Digital libraries and supporting technologies have now matured to the point where their contents are incorporating complex and dynamic resources and services. Given the proliferation of scholarly digital contents, research in almost every discipline is becoming more data-intensive and current users demand access to various formats regardless of temporal and spatial restrictions and the types of devices used.
Advancement of digital technologies is shaping creation, access, use and preservation of information resources in ways that are so profound that traditional methods and concepts of access and organization are becoming less effective.
Various emerging (Web 3.0) applications, driven by semantic web technologies such as OWL, RDF, SPARQL, SWRL, etc., indeed offer powerful data organization, combination, and query capabilities. Some of the trends that are already taking shape include:
Huge multimedia digital libraries instead of documents
Complex retrieval systems instead of matching queries and document representations
Visualization of the information space instead of a ranked list of search results
Human information behavior instead of information need
Users as both creators and consumers of information
Bottom-up/user assisted indexing instead of “top-down” approach to indexing by trained professionals
As more users move into the more self-structured digital environment, a new paradigm for user experience will be required.
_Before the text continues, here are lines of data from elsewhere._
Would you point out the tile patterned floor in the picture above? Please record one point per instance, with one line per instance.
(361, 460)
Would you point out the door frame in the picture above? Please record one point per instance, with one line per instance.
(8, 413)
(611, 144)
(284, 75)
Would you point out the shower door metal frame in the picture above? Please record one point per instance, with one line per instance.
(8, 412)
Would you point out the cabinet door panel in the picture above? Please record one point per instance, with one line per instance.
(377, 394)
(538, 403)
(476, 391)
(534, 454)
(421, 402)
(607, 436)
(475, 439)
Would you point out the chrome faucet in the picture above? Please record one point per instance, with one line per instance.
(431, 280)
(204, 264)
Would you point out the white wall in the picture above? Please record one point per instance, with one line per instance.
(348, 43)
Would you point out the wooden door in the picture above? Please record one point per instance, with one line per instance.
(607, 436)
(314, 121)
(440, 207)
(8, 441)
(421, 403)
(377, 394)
Indexing and Representation
An index term is simply a systematic representation of an information-bearing object (text, images, audio, video, etc) which points users to specific items on topics of interest. In other words, it is an information retrieval tool. As noted by Caropreso, Matwin and Sebastiani, (2001), one of the key issues for information retrieval (IR) and all other content-based text management applications is document indexing.
The generation of an accurate indexing term, i.e. a representation of an information-bearing object, is fundamental to the discovery, use, and reuse of digital resources. Indexing enhances the accessibility and value of a resource, provided that it is based on a thorough analysis of the resource. A good index helps users find what they need, even when they are not sure of what they need or looking for.
To fully understand what a good index is, it is necessary to be both micro- and macro-minded. On the micro level, we concern ourselves with the specific mechanics of creating an index term. On the macro level, indexing could be thought of as part of a larger context of an information retrieval system. At the basic level, retrieval of information then involves the user expressing an information need in the form of an information retrieval request by using terms from the common vocabulary and matching requests with stored records.
Considering the growing interdiciplinarity and constant changes and development of information and knowledge management; digital resources demand a more specialized treatment and characterization that can help to better capture the semantics and relations of the underlying concepts.
Different metadata elements describe different characteristics or aspects of an object or digital resource. However, users are more interested in the contents and the subjects, rather than in what the objects are. The most useful metadata about a digital object is the subjects (or keywords), since they explicitly describe what it is about. To describe digital resources accurately, metadata creators and/or catalogers try to follow (as closely as possible) the thinking of the creator/author, and also anticipate what and how the users might want to discover and retrieve them. Otherwise, the descriptions or subject headings will be ineffective. Wichowski (2009) noted that in the rapidly growing information environment, unidentified and unorganized content, however useful it may be, is at risk of being rendered unfindable, and thus obsolete.
A number of researchers, Bates (1998), Peterson (2006) and Spiteri (2007); among others, analyzed content indexing (especially subject indexing) and described the general behavior of users' information seeking and their queries Many agreed that the two major reasons why users experience problems with subject access are the quality and application of subject index on the one hand, and the complexity of knowledge as well as information literacy skills required for successful subject access on the other. To maintain the consistency of search results and high recall of available resources, it is critical to ensure the quality of the keywords and taxonomies used to index heterogeneous digital resources within digital libraries.